A person’s past is a clue to their future. Whenever humans do something, we always reference our past. Since we don’t like venturing into the unknown unless we have to, and we generally like to stick to the familiar, you can easily leverage this tool for massive persuasive success.
Most people stick with the same brands, eat the same things in the same restaurant, go to the same places during their free time, doing the same thing.
How do you use this?
Say, for the sake of argument, you’re selling somebody a car.
They’ve always driven a family sedan, and they’re looking at an SUV.
Of course, they’ll have extra objections, since they’re doing something unfamiliar, and spending a lot of cash in the process.
All you’ve got to do is get them thinking in their past history to when they’ve successfully done something similar.
The idea is to covertly shift their thinking from “buying an SUV is unfamiliar,” to “buying an SUV is familiar.”
You can do this by asking some targeted, vague, open ended questions.
Well Mr. Customer, I know this is a big decision, and you’ve said that you’ve never considered buying an SUV before. So clearly you are in uncharted territory. To help you decide whether or not this really is a good choice, what kinds of other decisions have you made like this in the past that turned out to be great decisions?
Lot of stuff in that paragraph.
For one, you can use an embedded command with the, “…this really is a good choice…”
Two, you are presupposing they’ve made good decisions in the past.
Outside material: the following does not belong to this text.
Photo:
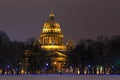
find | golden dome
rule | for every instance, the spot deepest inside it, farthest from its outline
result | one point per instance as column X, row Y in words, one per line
column 51, row 25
Three, some of those decisions were “like this,” meaning they were similar to buying an SUV (how are they like this? Who knows, that’s for the customer to decide!)
Four, those decisions turned out good.
Now, when they come up with some examples, which they almost certainly will (any customer who openly admits that they’ve NEVER made any good decisions probably has a poor credit score anyhow), they will have tacitly agreed with pretty much everything you just presupposed.
Making them much more likely to buy.